What sort of games do Cyanide make?
  • What is going on right now with Werewolf, in broad terms? World building? Setting up the story? Basic gameplay prototypes? Combat mechanics? Open world layout? What's the first priority when setting up the title?

    It's a weird question of me to ask because yes, it's most likely all at once, but at the fundamental level I'd like a clearer image. The interviews are not exactly telling, it's giving me the usual "everything at once" sort of approach, which is honestly a bit offputting.

    For those who have played Cyanide's games, what sort of game do they make? What are the real strengths they bring to a Werewolf game? What makes you a fan of Cyanide?

    I'll honestly give Styx a try, just to get some answers first hand, but as a conversational piece I'd like to know what people think.

  • @Rawn said in What sort of games do Cyanide make?:

    For those who have played Cyanide's games, what sort of game do they make? What are the real strengths they bring to a Werewolf game?
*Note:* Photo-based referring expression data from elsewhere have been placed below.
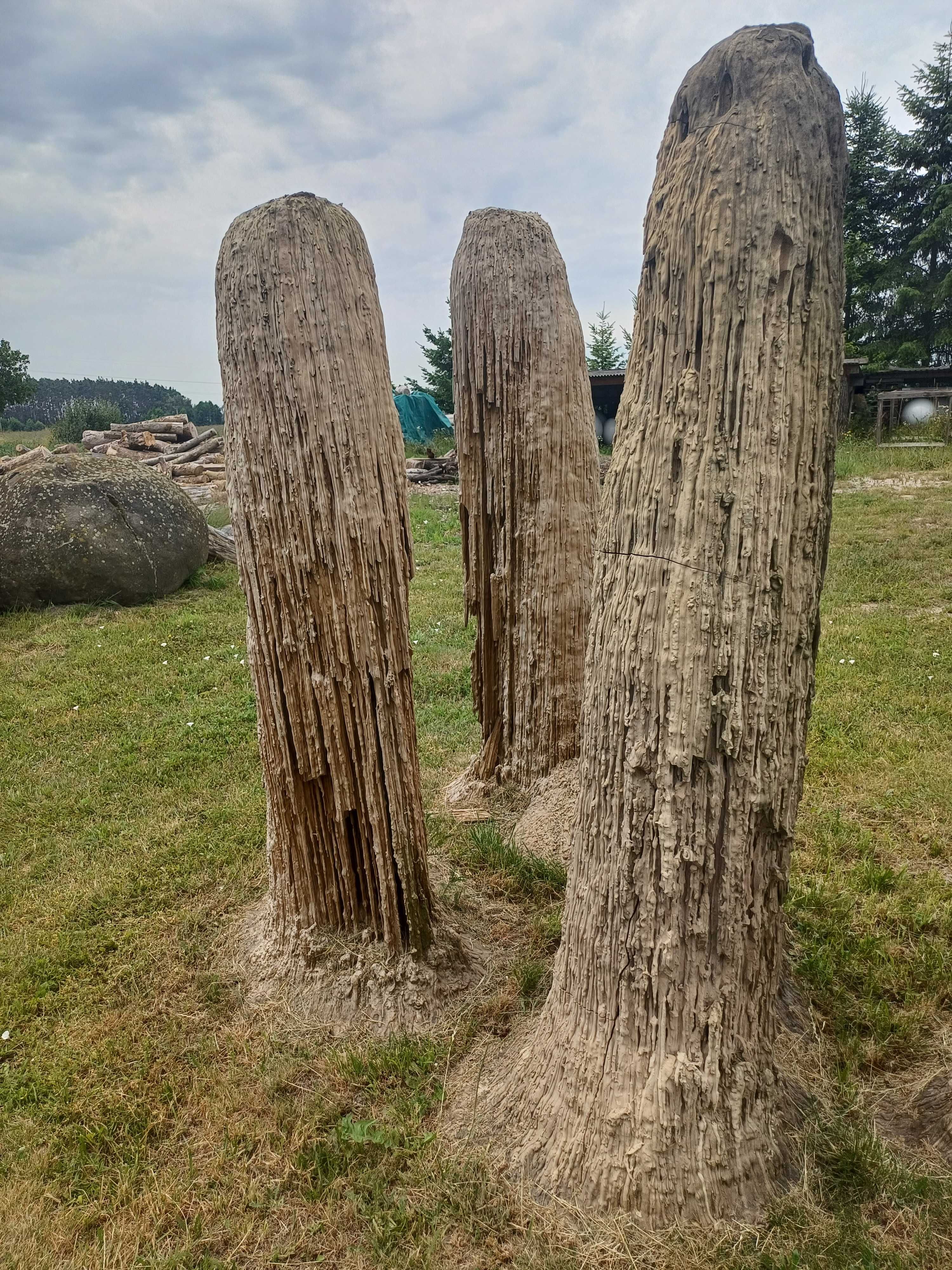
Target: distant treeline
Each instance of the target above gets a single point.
(136, 401)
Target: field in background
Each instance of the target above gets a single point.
(11, 440)
(148, 1118)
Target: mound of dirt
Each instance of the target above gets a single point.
(546, 825)
(347, 982)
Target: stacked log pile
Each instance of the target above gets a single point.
(172, 445)
(432, 471)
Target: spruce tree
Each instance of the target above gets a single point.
(922, 319)
(869, 223)
(439, 374)
(604, 352)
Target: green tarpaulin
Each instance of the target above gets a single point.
(421, 417)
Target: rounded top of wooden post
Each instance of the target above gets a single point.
(743, 77)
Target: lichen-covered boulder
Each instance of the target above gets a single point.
(81, 530)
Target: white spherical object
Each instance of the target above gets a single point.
(918, 411)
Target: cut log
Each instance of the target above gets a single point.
(201, 445)
(529, 483)
(322, 528)
(652, 1083)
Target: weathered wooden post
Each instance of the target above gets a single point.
(319, 505)
(652, 1083)
(529, 474)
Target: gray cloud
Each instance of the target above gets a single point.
(135, 133)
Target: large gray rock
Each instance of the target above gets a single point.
(79, 530)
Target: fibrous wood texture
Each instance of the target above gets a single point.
(317, 478)
(529, 485)
(651, 1083)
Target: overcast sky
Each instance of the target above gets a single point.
(134, 131)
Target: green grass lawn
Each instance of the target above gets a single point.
(149, 1120)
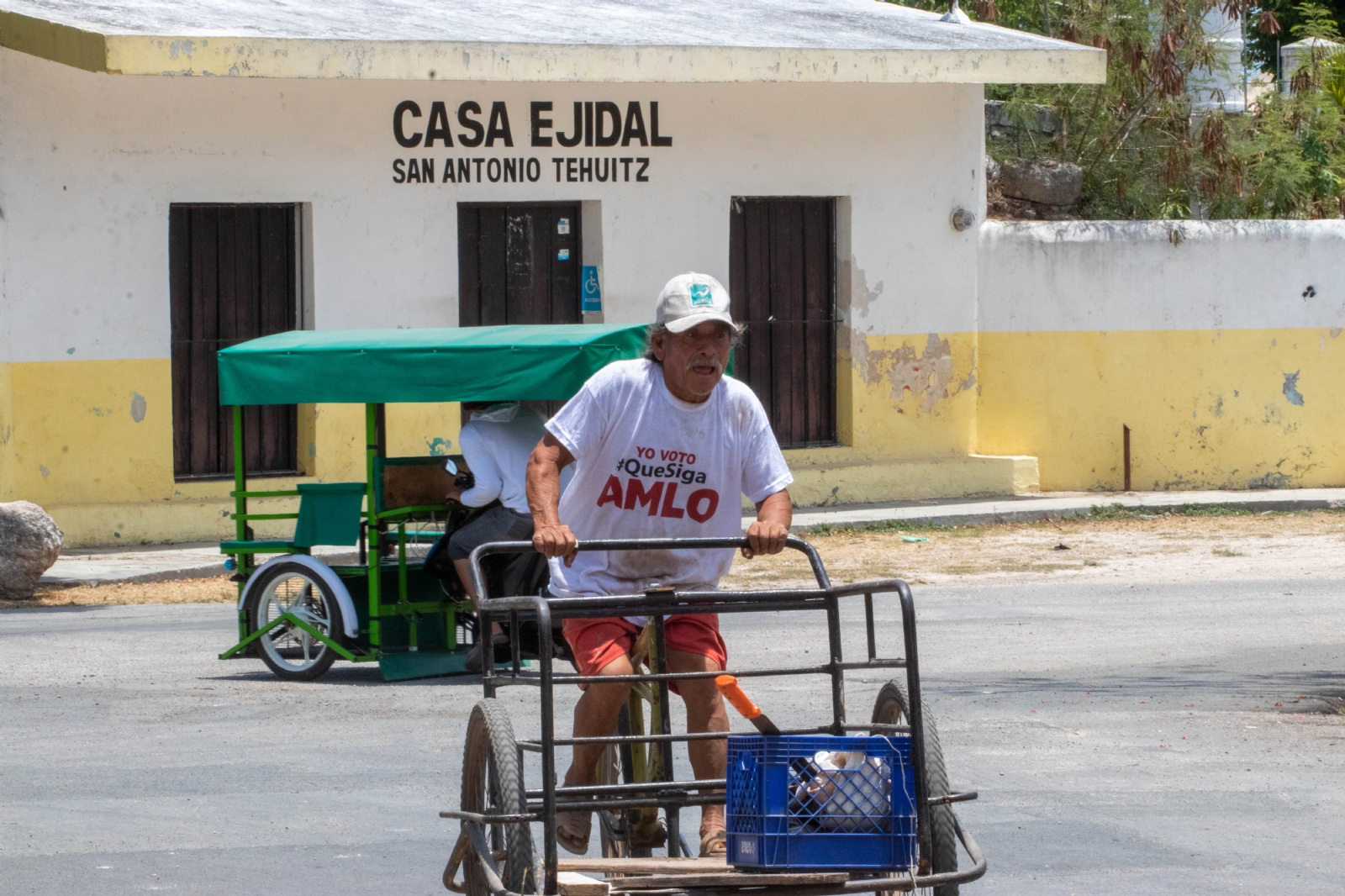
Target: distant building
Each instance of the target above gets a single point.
(1295, 55)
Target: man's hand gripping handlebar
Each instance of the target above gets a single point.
(556, 541)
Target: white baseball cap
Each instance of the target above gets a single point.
(692, 299)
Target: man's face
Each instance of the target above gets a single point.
(694, 360)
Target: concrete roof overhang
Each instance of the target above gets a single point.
(602, 40)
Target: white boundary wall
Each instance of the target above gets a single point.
(1161, 275)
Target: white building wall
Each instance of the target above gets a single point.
(92, 163)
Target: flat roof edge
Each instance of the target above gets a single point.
(53, 40)
(251, 57)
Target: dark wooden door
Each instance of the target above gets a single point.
(782, 279)
(233, 276)
(518, 264)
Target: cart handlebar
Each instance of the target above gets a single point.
(642, 544)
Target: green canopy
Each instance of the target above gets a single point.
(452, 363)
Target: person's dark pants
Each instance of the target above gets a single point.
(497, 524)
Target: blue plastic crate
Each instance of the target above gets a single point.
(784, 810)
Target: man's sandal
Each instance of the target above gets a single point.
(573, 830)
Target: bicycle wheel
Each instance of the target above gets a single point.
(892, 708)
(288, 650)
(493, 783)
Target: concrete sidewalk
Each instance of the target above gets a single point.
(161, 562)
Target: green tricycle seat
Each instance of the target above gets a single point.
(330, 513)
(257, 546)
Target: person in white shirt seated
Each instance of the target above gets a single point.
(662, 447)
(497, 443)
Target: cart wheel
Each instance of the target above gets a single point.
(614, 824)
(288, 650)
(493, 782)
(892, 709)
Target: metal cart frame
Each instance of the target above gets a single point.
(542, 804)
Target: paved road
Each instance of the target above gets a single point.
(1125, 741)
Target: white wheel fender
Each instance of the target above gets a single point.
(347, 607)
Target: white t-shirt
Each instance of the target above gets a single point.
(651, 466)
(497, 445)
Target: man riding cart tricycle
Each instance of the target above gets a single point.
(662, 447)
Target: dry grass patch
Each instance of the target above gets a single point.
(217, 589)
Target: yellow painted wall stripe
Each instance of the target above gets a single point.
(1207, 408)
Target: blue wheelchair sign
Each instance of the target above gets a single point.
(591, 291)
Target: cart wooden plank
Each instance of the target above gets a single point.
(576, 884)
(730, 878)
(646, 865)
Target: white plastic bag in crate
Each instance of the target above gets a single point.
(853, 788)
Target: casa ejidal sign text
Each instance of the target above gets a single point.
(602, 125)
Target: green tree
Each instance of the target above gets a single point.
(1147, 147)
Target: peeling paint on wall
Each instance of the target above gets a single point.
(861, 296)
(1291, 389)
(927, 376)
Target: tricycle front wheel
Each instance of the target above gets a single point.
(288, 650)
(493, 784)
(892, 708)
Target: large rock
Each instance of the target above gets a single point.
(1046, 181)
(30, 542)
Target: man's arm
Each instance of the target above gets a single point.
(551, 535)
(773, 525)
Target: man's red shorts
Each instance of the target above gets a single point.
(599, 642)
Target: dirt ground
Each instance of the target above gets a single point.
(1107, 546)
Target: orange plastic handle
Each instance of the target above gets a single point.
(728, 687)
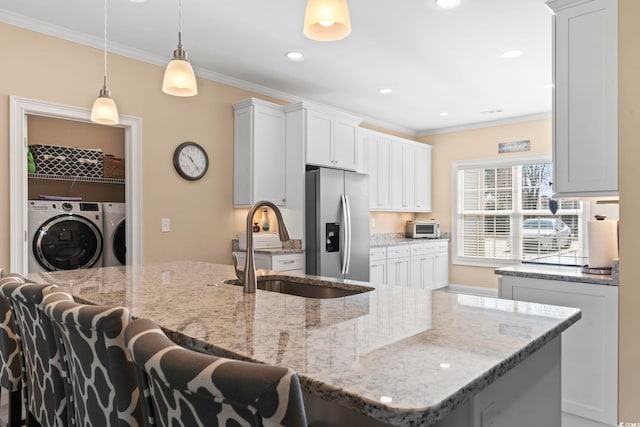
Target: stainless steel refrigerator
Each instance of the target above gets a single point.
(337, 224)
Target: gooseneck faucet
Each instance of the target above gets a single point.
(249, 281)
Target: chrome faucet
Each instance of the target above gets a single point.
(249, 276)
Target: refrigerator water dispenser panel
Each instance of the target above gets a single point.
(333, 237)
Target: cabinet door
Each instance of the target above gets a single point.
(422, 179)
(585, 144)
(589, 356)
(269, 155)
(408, 177)
(345, 148)
(319, 134)
(397, 176)
(440, 270)
(378, 272)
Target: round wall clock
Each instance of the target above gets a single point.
(190, 160)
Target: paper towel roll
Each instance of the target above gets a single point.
(603, 243)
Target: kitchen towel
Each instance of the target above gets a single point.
(603, 243)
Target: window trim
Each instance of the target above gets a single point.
(457, 166)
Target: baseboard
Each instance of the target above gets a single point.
(472, 290)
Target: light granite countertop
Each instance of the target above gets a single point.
(559, 272)
(426, 351)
What makes you a fan of Cyanide?

    Bad ones, usually - games that are plagued with technical issues that rarely, if ever, get resolved and which stop having attentive developer support after about a month. I was super jazzed when I saw WtA was being made into a PC game... then super bummed when I saw who was doing it.

    The games you should probably try out to get an idea of what you might expect to see with WtA are "Of Orcs and Men" which is the predecessor of "Styx" and their "Game of Thrones RPG" game (not to be confused with their Game of Thrones Genesis game which should be avoided like it was cancer).
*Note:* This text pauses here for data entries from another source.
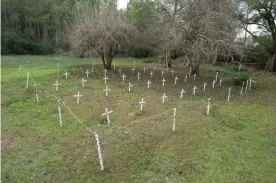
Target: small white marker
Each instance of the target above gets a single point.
(163, 98)
(78, 97)
(141, 104)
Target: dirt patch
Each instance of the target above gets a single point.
(9, 142)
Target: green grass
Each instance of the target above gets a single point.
(235, 143)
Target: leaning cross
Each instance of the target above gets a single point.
(106, 91)
(78, 97)
(107, 115)
(87, 73)
(82, 82)
(194, 90)
(56, 84)
(148, 83)
(66, 74)
(105, 78)
(163, 98)
(141, 103)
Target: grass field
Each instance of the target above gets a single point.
(235, 143)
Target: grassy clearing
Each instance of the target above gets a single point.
(235, 143)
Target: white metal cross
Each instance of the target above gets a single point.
(105, 78)
(107, 115)
(148, 83)
(78, 97)
(129, 86)
(124, 76)
(194, 90)
(83, 81)
(106, 91)
(87, 73)
(195, 76)
(163, 98)
(138, 75)
(141, 104)
(56, 84)
(66, 74)
(175, 79)
(163, 81)
(181, 93)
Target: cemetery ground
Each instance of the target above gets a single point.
(234, 143)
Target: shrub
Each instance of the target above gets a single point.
(242, 77)
(140, 51)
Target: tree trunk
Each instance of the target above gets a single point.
(271, 63)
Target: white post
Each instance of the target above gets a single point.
(99, 151)
(27, 82)
(242, 87)
(87, 73)
(175, 79)
(208, 106)
(229, 93)
(141, 104)
(194, 90)
(246, 86)
(19, 68)
(148, 83)
(163, 98)
(129, 86)
(163, 80)
(107, 115)
(174, 115)
(59, 113)
(214, 83)
(181, 93)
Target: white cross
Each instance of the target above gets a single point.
(148, 83)
(172, 71)
(129, 86)
(175, 79)
(186, 78)
(214, 83)
(181, 93)
(141, 103)
(194, 90)
(83, 81)
(105, 78)
(151, 73)
(107, 115)
(106, 91)
(124, 76)
(56, 84)
(138, 75)
(163, 98)
(66, 74)
(105, 72)
(163, 81)
(120, 70)
(78, 97)
(242, 87)
(87, 73)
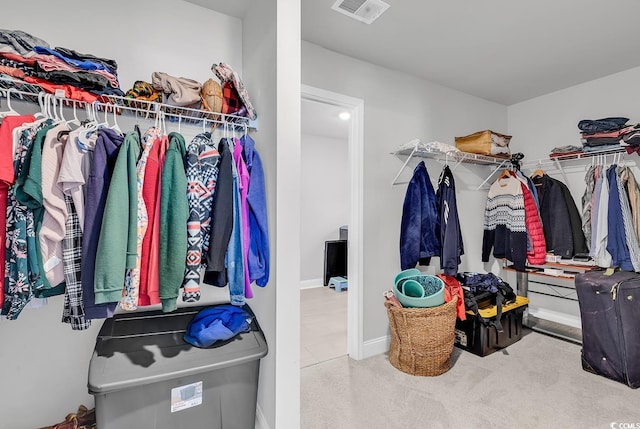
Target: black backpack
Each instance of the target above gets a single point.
(492, 291)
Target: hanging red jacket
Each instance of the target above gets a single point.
(538, 247)
(453, 288)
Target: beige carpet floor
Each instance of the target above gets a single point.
(537, 382)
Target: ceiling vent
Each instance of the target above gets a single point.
(365, 11)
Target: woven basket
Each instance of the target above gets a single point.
(422, 338)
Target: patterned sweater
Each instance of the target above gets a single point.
(504, 223)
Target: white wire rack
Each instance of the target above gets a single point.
(12, 87)
(416, 149)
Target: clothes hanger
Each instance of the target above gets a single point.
(115, 127)
(505, 174)
(538, 173)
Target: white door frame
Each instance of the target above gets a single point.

    The RPG/adventure games are generally linear play with areas that are not fully open (paths are bounded by invisible walls). Combat is OK - they seem to have settled into using a similar system on their RPG games where you queue up actions and can slow time rather than pause in order to plan and queue those actions. The combat gets repetitive, but that's true in almost every game where combat is constant. None of the abilities you get are super unique and satisfying.. they're all variations of what you already have or a new things that is not tons different.

    AGoT:RPG was actually quite good storytelling, the graphical clipping issues even during cutscenes was a bit distracting. I hope they at least bring that strength to WtA.

    Of Orcs and Men was not too bad... a bit light on the story... and they seem to have settled on the character Styx from that game to be the headliner for a whole series of follow-up games which is unfortunate. I didn't like Styx.. the dialogue involving him was grating, if only because he uses excessive profanity the way a teenager does when he hasn't learned context yet... and I find that distracting. Maybe they've toned that down since... if so, someone should let me know and I may actually try out the Styx games.

  • Community Manager

    Cyanide works on various games from various genre, but you can take a close look at Styx: Shards of Darkness because:

    • It's the last game released by Cyanide. It shows the current production value of the studio, contrary to the old games quoted above.
    • Julien Desourteaux, Game Director on WtA, was Lead Level Designer and worked a lot on Styx (both Master of Shadows and Shards of Darkness).

  • Will do! I'm glad to see that Styx has a demo, and coincidentally my vacation just started, so time to put my spare time to good use.

  • @Netheos said in What sort of games do Cyanide make?:

    It shows the current production value of the studio, contrary to the old games quoted above.

    So do threads like this one related to shard of darkness achievements - even if they've gotten better with their graphics they're still the same company when it comes to follow-up support and ironing out the bugs.

    WoD is all about storytelling, and having played AGOT:RPG I'm confident that they can pull that off.. I just dread dealing with any bugs (and all new games have them) that are present, because getting those ironed out after the first few weeks is like pulling teeth out of an angry, unsedated tiger.